Snotlout's Point of View
That… wasn't Hiccup.
That couldn't be Hiccup.
Hiccup was a twig! A joke! The kid I picked on because, well, it was easy. The son of the Chief who couldn't hold a hammer straight.
But that thing in the arena?
That was a warrior.
He didn't flinch. He didn't panic. He didn't even try to hurt the dragon—he just… owned her. Like it was natural. Like he was the alpha.
And those scars?
Where the Hel had he gotten those?
No one goes through that kind of pain and smiles afterward.
When he looked at us—at me—I didn't see the runt anymore.
I saw a monster.
And for the first time in my life…
I was afraid of Hiccup.
Fishlegs' Point of View
I—I couldn't move.
I watched him from the ground where I'd fallen, and I—I just couldn't believe it. He shouldn't have been able to do that. That wasn't technique I'd ever read about. That was something else. Something ancient. Primal.
He didn't hesitate.
Even the Gronckle hesitated.
When she lunged, he didn't even blink. He moved like he knew what she was going to do before she did it. Like he had studied her—studied all of us.
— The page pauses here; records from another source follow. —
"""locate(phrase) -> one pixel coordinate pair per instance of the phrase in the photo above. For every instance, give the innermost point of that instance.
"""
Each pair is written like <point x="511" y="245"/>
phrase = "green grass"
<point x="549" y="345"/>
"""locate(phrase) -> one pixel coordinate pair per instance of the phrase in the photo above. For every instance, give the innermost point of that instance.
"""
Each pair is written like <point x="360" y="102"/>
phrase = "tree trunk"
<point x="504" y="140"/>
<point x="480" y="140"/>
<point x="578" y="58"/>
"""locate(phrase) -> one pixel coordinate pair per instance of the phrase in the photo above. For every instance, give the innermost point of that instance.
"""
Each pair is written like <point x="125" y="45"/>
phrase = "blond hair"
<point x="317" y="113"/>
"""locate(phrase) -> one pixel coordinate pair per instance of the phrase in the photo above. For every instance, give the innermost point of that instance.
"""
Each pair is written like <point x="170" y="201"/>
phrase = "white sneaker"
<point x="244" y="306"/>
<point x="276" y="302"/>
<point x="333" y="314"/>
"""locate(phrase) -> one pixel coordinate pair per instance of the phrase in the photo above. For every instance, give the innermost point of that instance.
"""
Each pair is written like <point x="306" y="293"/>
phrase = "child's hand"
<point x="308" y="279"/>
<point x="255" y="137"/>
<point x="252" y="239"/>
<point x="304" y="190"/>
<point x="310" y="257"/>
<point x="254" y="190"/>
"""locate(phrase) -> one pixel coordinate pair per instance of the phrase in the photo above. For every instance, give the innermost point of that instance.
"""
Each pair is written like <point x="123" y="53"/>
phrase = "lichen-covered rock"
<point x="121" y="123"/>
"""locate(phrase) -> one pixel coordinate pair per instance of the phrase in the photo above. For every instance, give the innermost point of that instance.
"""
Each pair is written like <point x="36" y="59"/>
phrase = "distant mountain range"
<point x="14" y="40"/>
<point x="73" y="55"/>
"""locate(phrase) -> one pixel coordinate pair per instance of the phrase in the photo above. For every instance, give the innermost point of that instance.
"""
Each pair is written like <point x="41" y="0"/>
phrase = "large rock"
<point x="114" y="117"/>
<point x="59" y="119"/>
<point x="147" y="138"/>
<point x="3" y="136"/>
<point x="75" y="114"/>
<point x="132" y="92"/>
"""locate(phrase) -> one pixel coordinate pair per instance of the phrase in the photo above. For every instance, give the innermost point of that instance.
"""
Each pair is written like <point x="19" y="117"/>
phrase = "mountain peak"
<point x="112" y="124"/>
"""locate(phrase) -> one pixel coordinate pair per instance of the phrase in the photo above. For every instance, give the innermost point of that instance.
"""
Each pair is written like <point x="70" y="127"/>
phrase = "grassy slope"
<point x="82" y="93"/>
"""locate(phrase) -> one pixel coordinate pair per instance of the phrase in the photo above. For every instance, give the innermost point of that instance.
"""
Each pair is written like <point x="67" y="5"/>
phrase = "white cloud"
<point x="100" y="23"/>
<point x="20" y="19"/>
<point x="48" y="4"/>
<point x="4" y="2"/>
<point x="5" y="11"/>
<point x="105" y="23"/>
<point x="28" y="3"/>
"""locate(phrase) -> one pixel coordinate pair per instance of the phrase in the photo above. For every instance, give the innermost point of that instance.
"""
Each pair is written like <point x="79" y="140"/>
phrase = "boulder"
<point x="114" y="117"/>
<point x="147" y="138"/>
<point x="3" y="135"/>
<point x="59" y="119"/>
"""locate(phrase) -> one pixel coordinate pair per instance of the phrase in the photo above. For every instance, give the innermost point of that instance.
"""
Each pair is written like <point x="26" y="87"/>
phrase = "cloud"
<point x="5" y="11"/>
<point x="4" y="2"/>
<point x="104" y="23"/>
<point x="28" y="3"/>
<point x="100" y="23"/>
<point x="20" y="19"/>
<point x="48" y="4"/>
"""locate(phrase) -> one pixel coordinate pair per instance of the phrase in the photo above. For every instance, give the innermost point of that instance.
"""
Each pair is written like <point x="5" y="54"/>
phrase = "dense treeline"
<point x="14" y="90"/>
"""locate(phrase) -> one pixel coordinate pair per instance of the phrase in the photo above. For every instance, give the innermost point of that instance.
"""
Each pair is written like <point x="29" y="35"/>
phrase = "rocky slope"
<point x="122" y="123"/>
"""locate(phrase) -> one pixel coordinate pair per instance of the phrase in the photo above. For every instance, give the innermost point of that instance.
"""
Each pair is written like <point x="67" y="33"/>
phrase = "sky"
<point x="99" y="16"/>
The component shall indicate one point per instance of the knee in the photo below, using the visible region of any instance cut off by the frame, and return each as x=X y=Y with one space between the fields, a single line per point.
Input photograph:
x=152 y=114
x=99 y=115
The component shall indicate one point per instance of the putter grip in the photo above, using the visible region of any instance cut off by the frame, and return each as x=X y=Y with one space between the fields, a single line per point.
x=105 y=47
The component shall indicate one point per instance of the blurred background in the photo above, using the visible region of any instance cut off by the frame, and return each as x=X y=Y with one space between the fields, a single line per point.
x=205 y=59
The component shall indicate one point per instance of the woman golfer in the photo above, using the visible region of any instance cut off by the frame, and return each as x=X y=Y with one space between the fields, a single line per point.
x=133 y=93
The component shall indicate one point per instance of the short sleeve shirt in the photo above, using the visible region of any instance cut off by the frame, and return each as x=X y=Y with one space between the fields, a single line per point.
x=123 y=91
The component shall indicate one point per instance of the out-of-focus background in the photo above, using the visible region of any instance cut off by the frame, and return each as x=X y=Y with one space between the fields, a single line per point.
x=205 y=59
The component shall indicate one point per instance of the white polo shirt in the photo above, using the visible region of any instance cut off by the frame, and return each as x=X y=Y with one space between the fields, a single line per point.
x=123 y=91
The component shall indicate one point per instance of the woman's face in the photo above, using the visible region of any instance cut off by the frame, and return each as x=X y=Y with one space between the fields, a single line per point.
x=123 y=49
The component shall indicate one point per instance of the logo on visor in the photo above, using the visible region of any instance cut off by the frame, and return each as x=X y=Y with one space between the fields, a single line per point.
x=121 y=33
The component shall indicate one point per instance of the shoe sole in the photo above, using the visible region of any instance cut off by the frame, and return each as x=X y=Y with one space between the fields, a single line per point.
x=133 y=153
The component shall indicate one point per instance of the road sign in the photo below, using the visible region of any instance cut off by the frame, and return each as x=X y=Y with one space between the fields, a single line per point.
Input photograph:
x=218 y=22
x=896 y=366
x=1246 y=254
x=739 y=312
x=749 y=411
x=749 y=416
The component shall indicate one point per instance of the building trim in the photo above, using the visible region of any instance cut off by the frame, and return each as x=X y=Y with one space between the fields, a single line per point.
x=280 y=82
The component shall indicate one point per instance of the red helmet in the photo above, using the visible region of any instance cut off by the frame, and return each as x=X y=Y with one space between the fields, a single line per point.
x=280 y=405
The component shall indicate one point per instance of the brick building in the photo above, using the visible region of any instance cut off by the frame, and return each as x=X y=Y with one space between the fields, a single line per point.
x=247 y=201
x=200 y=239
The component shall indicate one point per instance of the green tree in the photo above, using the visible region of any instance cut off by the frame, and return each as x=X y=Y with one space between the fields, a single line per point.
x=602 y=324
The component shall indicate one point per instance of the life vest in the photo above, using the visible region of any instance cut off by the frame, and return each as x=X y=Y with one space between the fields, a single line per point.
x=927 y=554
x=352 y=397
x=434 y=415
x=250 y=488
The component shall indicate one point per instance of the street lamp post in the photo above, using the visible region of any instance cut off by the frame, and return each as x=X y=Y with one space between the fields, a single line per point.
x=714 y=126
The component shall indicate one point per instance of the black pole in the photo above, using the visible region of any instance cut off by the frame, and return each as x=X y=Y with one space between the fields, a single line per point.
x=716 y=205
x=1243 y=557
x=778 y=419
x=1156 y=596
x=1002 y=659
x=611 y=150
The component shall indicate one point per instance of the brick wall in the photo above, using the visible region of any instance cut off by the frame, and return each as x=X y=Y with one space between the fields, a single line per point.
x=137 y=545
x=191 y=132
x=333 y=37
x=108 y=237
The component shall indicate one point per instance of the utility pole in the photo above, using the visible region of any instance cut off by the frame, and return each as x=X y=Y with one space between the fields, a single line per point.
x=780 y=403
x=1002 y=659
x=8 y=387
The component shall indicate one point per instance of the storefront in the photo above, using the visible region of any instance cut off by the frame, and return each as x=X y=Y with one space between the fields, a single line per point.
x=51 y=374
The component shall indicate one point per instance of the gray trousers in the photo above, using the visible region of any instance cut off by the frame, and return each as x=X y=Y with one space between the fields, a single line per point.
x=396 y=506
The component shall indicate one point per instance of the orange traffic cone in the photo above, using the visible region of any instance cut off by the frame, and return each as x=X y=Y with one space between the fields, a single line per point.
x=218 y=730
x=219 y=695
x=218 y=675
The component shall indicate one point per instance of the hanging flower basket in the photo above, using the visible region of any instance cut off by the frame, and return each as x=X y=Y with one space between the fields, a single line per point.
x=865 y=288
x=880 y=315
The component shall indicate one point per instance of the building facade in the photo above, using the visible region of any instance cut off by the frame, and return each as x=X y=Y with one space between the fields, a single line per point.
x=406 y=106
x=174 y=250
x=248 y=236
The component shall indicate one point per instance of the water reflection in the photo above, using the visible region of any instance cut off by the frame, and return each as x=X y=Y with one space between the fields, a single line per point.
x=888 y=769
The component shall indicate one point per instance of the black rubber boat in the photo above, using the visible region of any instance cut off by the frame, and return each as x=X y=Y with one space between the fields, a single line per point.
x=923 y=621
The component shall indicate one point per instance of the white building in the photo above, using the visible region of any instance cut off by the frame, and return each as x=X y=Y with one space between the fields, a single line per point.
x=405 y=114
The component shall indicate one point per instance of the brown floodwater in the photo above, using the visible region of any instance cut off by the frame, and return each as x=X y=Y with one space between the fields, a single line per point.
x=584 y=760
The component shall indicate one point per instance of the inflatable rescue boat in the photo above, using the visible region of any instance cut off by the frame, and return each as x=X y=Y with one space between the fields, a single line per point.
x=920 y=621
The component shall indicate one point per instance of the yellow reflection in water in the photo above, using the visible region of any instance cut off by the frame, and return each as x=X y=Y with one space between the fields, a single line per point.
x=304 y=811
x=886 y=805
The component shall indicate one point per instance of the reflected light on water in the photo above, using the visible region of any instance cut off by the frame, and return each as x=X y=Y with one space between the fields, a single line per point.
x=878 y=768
And when he took off his shirt…
I almost dropped my notebook.
His body looked like it had survived every species of dragon known to man—and won.
My hands were shaking. Not because of fear.
Because for the first time, I realized…
I didn't know anything about Hiccup Horrendous Haddock the Third.
And maybe I never had.
Ruffnut and Tuffnut's Point of View (combined)
Tuffnut: "Did you see that?"
Ruffnut: "See it? I think I just had a religious experience."
Tuffnut: "That was not Hiccup. That was some sort of forest spirit in a Hiccup-suit."
Ruffnut: "No. No, no. He's real. And he's—hot?"
Tuffnut: "And terrifying. Don't forget terrifying."
Ruffnut: "You think he could teach us that sword thing he did?"
Tuffnut: "You mean the part where he did a flip and then used her tail as a springboard to land behind her? No. No way. We'd die."
Ruffnut: "Totally worth it."
They both stared wide-eyed as Hiccup turned to the group, blades sheathed, expression calm.
"Any questions?" he asked.
And for once in their lives, the twins were completely and utterly silent.